2. The server-unaware computing scheduling method for a resource-oriented decoupling data center of claim 1, wherein the runtime feature comprises: the network overhead of data transmission when the computing node performs the task, and the CPU overhead when the storage node performs the task.

3. The server-less aware computing scheduling method for a resource decoupling data center of claim 1, wherein said determining an optimal allocation ratio for said first task type by inputting said runtime features into a preset scheduling algorithm for computation comprises:

determining the relative cost of the first task type by inputting the runtime feature into a preset scheduling algorithm;

sorting the first task type and the second task type according to the relative cost;

determining an optimal solution of the dividing point parameter through a sub-algorithm in the preset scheduling algorithm;

and determining the optimal allocation proportion of the first task type according to the sequencing result and the optimal solution of the segmentation point parameters.

4. The server-unaware computing scheduling method for a resource-oriented decoupling data center of claim 1, further comprising:

according to the end-to-end delay in the task execution process and the service level target given by the user, the throughput of the system is adjusted through a current limiter;

and adjusting the partition point parameter of the scheduler according to the throughput of the system so as to maximize the throughput of the system.
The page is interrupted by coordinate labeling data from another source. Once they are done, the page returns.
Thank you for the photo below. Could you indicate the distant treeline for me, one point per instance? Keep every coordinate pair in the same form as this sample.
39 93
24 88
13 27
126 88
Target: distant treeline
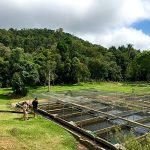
34 56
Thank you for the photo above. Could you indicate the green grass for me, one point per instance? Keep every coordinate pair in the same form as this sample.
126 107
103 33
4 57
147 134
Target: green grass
33 134
38 133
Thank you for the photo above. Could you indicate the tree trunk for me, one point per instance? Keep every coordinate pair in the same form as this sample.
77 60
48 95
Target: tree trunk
49 81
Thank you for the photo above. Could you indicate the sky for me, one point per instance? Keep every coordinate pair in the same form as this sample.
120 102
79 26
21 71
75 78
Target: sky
104 22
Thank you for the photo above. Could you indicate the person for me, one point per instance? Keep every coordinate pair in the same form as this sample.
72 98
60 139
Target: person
35 106
25 108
5. The server-unaware computing scheduling method for a resource-oriented decoupling data center of claim 4, further comprising:

determining the difference value between the running time characteristic of each task type in the current time window and the historical running time characteristic sliding average value of the running time characteristic;

setting the allocation proportion of the third task type, of which the difference value between the running time characteristic in the current time window and the historical running time characteristic sliding average exceeds a first threshold value, as a default allocation proportion;

distributing the third task type to a computing node or a storage node for execution according to the default distribution proportion, and counting new execution cost of a preset number of tasks of the third task type on the computing node and the storage node, so as to determine new runtime characteristics;

Determining the relative cost of the third task type by inputting the new runtime feature into a preset scheduling algorithm;

sequencing all task types according to the relative cost of each task type;

determining an optimal solution of the dividing point parameter through a sub-algorithm in the preset scheduling algorithm;

and determining the optimal allocation proportion of all task types according to the sequencing result of all task types and the optimal solution of the segmentation point parameters.
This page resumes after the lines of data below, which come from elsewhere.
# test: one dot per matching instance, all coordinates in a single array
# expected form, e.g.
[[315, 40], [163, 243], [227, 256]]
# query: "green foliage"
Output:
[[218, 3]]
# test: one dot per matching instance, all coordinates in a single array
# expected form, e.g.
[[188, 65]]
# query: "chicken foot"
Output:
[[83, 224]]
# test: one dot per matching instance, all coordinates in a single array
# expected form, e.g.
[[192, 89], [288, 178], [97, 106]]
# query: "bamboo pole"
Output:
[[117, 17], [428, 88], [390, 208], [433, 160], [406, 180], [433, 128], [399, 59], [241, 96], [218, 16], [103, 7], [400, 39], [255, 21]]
6. The server-unaware computing scheduling method for a resource-oriented decoupling data center of claim 1, further comprising:

determining a request discard condition of the flow restrictor;

when the current limiter discards the request, the capacity of the computing resource pool is increased stepwise until the current limiter does not discard the request any more;

and when the current limiter does not discard the request, the number of the calculation nodes is reduced stepwise according to the load condition of the system.
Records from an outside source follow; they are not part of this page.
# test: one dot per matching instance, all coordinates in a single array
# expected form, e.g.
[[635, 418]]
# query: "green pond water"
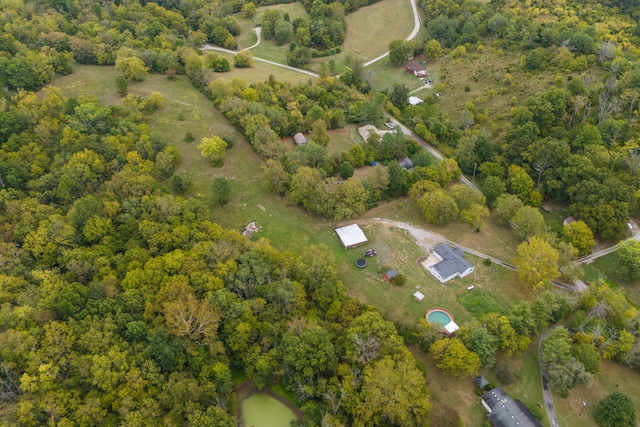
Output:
[[261, 410]]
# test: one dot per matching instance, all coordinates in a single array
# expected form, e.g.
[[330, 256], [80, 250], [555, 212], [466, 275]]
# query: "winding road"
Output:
[[414, 32], [258, 30], [546, 392]]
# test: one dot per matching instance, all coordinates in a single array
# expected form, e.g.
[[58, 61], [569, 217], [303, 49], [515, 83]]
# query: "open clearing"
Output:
[[370, 29], [572, 411], [290, 228]]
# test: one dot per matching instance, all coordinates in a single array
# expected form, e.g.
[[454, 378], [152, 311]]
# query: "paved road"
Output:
[[546, 392], [588, 259], [258, 31], [414, 32], [428, 147], [277, 64]]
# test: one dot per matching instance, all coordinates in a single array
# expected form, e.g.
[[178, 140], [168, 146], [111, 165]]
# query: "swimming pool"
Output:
[[439, 315]]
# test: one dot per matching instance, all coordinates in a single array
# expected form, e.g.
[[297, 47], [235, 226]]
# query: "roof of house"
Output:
[[299, 138], [351, 235], [481, 381], [365, 131], [507, 412], [451, 327], [453, 261], [414, 66], [391, 274]]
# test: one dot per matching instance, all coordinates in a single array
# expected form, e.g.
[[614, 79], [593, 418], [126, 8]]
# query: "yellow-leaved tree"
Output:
[[537, 261]]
7. The server-unaware computing scheduling method for a resource-oriented decoupling data center of claim 1, further comprising:

determining the actual load of each storage node;

dividing the storage node into a new independent scheduling policy group when the difference between the actual load of the storage node and the average load of the system exceeds a second threshold;

Dividing a preset number of computing nodes into the new independent scheduling policy group;

each policy group operates independently as a subsystem for task scheduling and execution.